By Brazil Stock Guide – Brazil’s chemical industry, represented by Abiquim, will closed 2025 with its worst trade deficit in history, according to the ENAIQ 2025 report, the sector’s annual survey. The numbers are stark: imports reached US$57 billion, up 17% from the previous year, while exports stagnated at US$12.9 billion, pushing the trade gap to US$44.1 billion.
The deficit reflects a deep structural imbalance. Nearly half of Brazil’s chemical demand is now supplied by imports, compared with more than 70% produced domestically three decades ago. Local plants are running at just 64% of capacity, a level Abiquim attributes to high energy prices, tax complexity, and a volatile exchange rate that undermine competitiveness.
The industrial chemicals segment remains at the heart of the problem, accounting for roughly 80% of the total deficit. The largest import categories are other organics (US$14.5 billion), thermoplastic resins (US$8 billion), basic petrochemicals (US$7.1 billion), fertilizer intermediates (US$4.1 billion), and chlor-alkali products (US$2.8 billion). Most of these goods come from the U.S., China, and the Middle East, regions with lower energy costs and scale advantages.

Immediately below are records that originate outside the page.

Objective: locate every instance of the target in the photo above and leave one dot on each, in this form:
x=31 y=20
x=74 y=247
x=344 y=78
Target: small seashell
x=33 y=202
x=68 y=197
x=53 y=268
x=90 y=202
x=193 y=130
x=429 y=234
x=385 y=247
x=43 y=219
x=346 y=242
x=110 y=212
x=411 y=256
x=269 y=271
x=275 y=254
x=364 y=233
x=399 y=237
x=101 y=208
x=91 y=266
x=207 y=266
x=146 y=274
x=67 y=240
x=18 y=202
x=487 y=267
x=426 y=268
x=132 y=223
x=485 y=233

The pharmaceutical industry adds another US$6.4 billion deficit, fueled by imports of medicines and active pharmaceutical ingredients (APIs) mainly from China and India. In agribusiness, dependence is equally high: 85% of fertilizers used in Brazil are imported, contributing US$3–4 billion to the overall gap. Together, petrochemicals, pharmaceuticals, and agricultural inputs explain 95% of the country’s chemical trade deficit, Abiquim says.
Despite the imbalance, the report highlights the sector’s environmental strengths. Brazil’s chemical industry uses 82.9% renewable energy and emits 50% less CO₂ per ton of product than the global average. Yet without coordinated industrial and energy policies, Abiquim warns, the country risks becoming a permanent importer of strategic chemical inputs — from fertilizers and plastics to essential medicines.